Es bleibt jedoch abzuwarten, ob die überwältigend große Bandbreite der in den ECPs erörterten Themen die Gefahr birgt, dass in den einzelnen Gremien nicht genügend Zeit für eingehende und sinnvolle Beratungen zur Verfügung steht. Obwohl in der ersten Phase keine große Vielfalt an Meinungen und Perspektiven zur Zukunft Europas geäußert wurde und somit die Gefahr besteht, dass eine rein pro-europäische Filterblase entsteht, haben die Bürger*innen viele kritische Stimmen geäußert. 

Die Moderation in den ECP-Untergruppen wirft ein zweifaches Problem auf: Erstens variiert die Qualität der Moderation von Untergruppe zu Untergruppe, zumal viele Moderator*innen mehrere Aufgaben der Diskussionsleitung und des Protokollierens wahrnehmen.

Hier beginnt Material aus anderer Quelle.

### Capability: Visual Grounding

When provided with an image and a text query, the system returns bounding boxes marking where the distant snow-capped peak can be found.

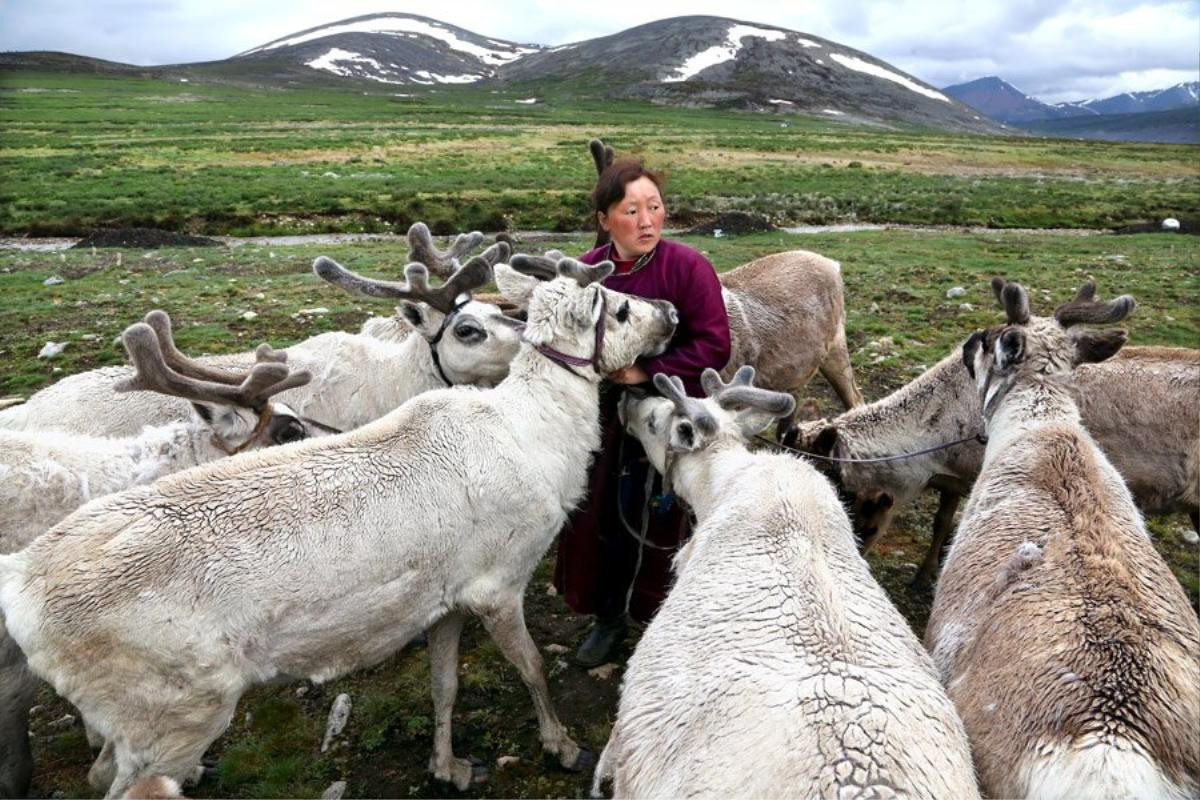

Zweitens waren die Untergruppen mit einer Wissenslücke konfrontiert, wenn es um spezifische und technische Fakten im Zusammenhang mit dem Thema ging. Da die Moderator*innen nicht unbedingt Expert*innen für das Thema selbst sind, haben sich die Diskussionen in eine Richtung entwickelt, die nicht auf Fakten beruht. 

Offen - 4
Die Bürger*innen sind willkommen und werden ermutigt, sich zu Wort zu melden, sich gegenseitig infrage zu stellen und ihre eigenen Vorschläge und Ideen einzubringen. Obwohl die Bürger*innen nicht in der Lage waren, ihre eigene Agenda in Bezug auf die Themen der Panels festzulegen, erfolgt der Prozess der Neuformulierung der fünf Streams in einer offenen und transparenten Weise, bei der die Bürger*innen die Themen nach eigenem Ermessen ändern können, solange eine Mehrheit zustimmt. 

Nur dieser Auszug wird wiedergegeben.